___ Sebuah Kebetulan ___

3.1K 331 37
                                    

Sebuah kebetulan sebenarnya hanyalah kedok dari sebuah takdir kehidupan, karena peristiwa yang manusia sebut sebagai kebetulan terkadang bisa mengantarkan mereka pada jalan hidup yang berbeda.

Ya, perputaran kehidupan dengan adanya unsur 'kebetulan'.

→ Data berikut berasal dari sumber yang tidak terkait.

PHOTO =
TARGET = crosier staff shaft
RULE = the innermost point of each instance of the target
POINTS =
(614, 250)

Boboiboy Halilintar tidak pernah menyangka pertemuannya dengan si pria brewok akan mempertemukannya dengan orang-orang baru yang mengisi hatinya. Yeah, kebetulan yang berujung pertemuan manis.

"A-apa itu tadi?"

Wajah si pria tampak pucat pasi saat Halilintar melepaskan pelukan__ secara tidak sengaja__mereka. Ia tidak ingat dengan jelas, tapi yang ia tahu adalah mereka hampir saja mati terkena tembakan__yang sebenarnya hanya tembakan peringatan__ dan saling berpelukan takut, lalu samar-samar ia mendengar bisikan kecil dan tiba-tiba apa yang ada disekitarnya terasa samar, seakan melaju dengan kecepatan diluar batas normal.

Atau... ia sendiri yang melaju sangat cepat???

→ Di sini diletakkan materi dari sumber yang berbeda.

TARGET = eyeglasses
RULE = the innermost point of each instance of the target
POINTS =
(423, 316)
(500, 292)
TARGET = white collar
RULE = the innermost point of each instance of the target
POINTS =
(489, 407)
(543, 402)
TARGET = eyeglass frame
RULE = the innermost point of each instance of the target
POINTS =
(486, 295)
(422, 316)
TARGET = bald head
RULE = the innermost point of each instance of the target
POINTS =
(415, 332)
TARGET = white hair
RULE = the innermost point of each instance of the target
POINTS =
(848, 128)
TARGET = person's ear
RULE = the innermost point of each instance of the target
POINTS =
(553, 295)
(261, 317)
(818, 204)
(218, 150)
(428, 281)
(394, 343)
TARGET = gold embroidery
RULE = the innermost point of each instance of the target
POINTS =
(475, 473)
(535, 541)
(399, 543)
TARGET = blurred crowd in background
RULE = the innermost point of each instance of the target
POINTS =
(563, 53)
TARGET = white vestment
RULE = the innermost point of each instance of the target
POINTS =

Halilintar mendengus, menyesal karena ia malah membawa lari pria itu. Andai saja ia tinggalkan pria itu sendirian, pasti ia tidak perlu menjelaskan apapun.

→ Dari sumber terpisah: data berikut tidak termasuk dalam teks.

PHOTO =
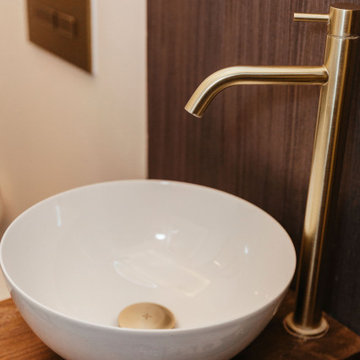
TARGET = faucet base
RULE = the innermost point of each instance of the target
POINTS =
(305, 333)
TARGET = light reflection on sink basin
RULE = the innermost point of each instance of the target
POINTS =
(75, 260)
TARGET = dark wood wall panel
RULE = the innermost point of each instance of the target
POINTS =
(253, 141)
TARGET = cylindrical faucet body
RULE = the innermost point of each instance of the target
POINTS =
(341, 51)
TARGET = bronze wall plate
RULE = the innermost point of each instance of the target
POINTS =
(63, 28)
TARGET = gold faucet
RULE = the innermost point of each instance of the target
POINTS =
(335, 78)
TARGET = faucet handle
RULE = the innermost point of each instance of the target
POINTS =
(311, 17)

Tak ingin membongkar tentang kekuatannya, Halilintar berlalu begitu saja, membuat si pria tersadar dari keterkejutannya.

"Hoy-hoy nak ! Aku bertanya padamu!"

Antara kesal dan bingung, pria itu lagi-lagi menarik kerah belakang Halilintar, membuat si remaja kembali tercekik.

"Apa maumu?" Pertanyaan malas disuarakan Halilintar, ia tidak mau lagi mengomentari kekasaran si pria pada kerah baju merah kesayangannya.

"Jelaskan sesuatu!!!"

Halilintar mendengus, ia menghempaskan tangan si pria dari kerahnya lalu menatap pria itu dengan sinis, tatapan asli seorang Halilintar yang biasa ia perlihatkan pada orang asing. "Kau tidak perlu tahu. Intinya, aku menyelamatkanmu dan hutang nyawa terhadapku akan aku anggap lunas kalau kau tidak lagi mengungkit masalah tadi."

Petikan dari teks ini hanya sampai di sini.